Damn you Feeney. Now I’ll HAVE to watch it.
— Peter Suderman · Mar 22, 10:11 PM · #
The last two episodes to air are worth watching — you’ll need the earlier episodes to get enough background, but they’ll make you want to give up, too.
My main contention is that the series is actually too fraught with subtexts that are going to bother the crap out of viewers, now that the series seems to actually wrestle with them. My wife made an excellent point, right before vowing to never watch it again: “It’s basically child porn with adult bodies.” And it’s true. You can’t forget that you’re basically watching people who’ve been deliberately mentally stunted sold for sex by a really high-class pimp.
Now that Joss Whedon is actually on-board to do the writing, hopefully he can strike the balance between sci-fi ninja action and complex storytelling the premise requires. But it’s a fine line, and Fox tends to be hit or miss with supporting that sort of thing.
— James F. Elliott · Mar 23, 06:19 PM · #
JFE…you have to admit that declaring something someone has just praised to be “basically child porn” is a fairly incendiary gesture.

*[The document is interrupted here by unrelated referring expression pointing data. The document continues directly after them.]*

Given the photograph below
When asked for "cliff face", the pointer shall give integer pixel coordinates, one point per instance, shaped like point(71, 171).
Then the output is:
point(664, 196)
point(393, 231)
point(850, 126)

But, instead of bursting into flames, I will rather point out that, since you seem to be watching the show yourself, you don’t, deep down, find it a particularly apt comparison either. And using the occasion of a show finally hitting its subtexts with a degree of intelligence as an occasion to lament the unlikeliness of such a thing strikes me as excessively pessimistic.

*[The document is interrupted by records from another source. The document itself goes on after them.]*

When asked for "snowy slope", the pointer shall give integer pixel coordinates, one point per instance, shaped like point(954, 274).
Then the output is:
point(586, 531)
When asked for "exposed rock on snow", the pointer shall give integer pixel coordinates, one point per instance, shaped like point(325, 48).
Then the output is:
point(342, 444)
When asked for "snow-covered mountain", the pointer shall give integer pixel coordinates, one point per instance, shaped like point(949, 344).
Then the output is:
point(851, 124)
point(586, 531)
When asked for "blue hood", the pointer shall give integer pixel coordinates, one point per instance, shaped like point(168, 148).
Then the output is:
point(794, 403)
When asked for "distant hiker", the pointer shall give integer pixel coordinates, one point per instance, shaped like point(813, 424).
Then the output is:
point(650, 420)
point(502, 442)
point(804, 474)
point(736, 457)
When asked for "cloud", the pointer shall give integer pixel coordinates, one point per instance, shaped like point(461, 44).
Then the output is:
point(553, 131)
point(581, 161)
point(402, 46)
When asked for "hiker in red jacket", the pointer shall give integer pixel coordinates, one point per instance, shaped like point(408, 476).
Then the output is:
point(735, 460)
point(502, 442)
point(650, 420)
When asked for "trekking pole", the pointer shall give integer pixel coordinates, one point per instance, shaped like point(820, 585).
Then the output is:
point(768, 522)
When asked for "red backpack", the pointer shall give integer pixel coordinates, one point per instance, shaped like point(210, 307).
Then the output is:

— Matt Feeney · Mar 23, 11:02 PM · #
Really glad to read see Dollhouse praised on this blog. Couldn’t agree more, the last two episodes take the show where old Joss fans were hoping it would go, and where new viewers could be enticed to watch. Let’s hope this does not turn into a Firefly type casualty of the Fox axes.
— chyatt · Mar 23, 11:48 PM · #
Matt, I’m sorry if you felt like I was trying to be incendiary. Comparing the show to child porn is, I contend, apt, in the sense that it is exactly what is happening: The dolls are made to be as children in order to be more compliant and accepting of their situation, and then pimped out for fantasy fulfillment. It is the trafficking of people with the minds of children. I’m not trying to say that we’re meant to be all titillated by this — in fact, I think it’s meant to be quite the opposite once we get past the Eliza Dushku is Hot factor and realize what’s going on.
It’s not that I don’t think the premise can be pulled off — if anyone can, it’s Joss Whedon — it’s that Fox has a penchant for taking promising shows and dumbing them down or giving them the axe.
Professionally, I do crisis intervention for the developmentally delayed. 80% of all DD people are the victims of sexual abuse in their lifetime. Far from making me angry, I’m thrilled that Dollhouse discusses issues of consent in such a subversive fashion.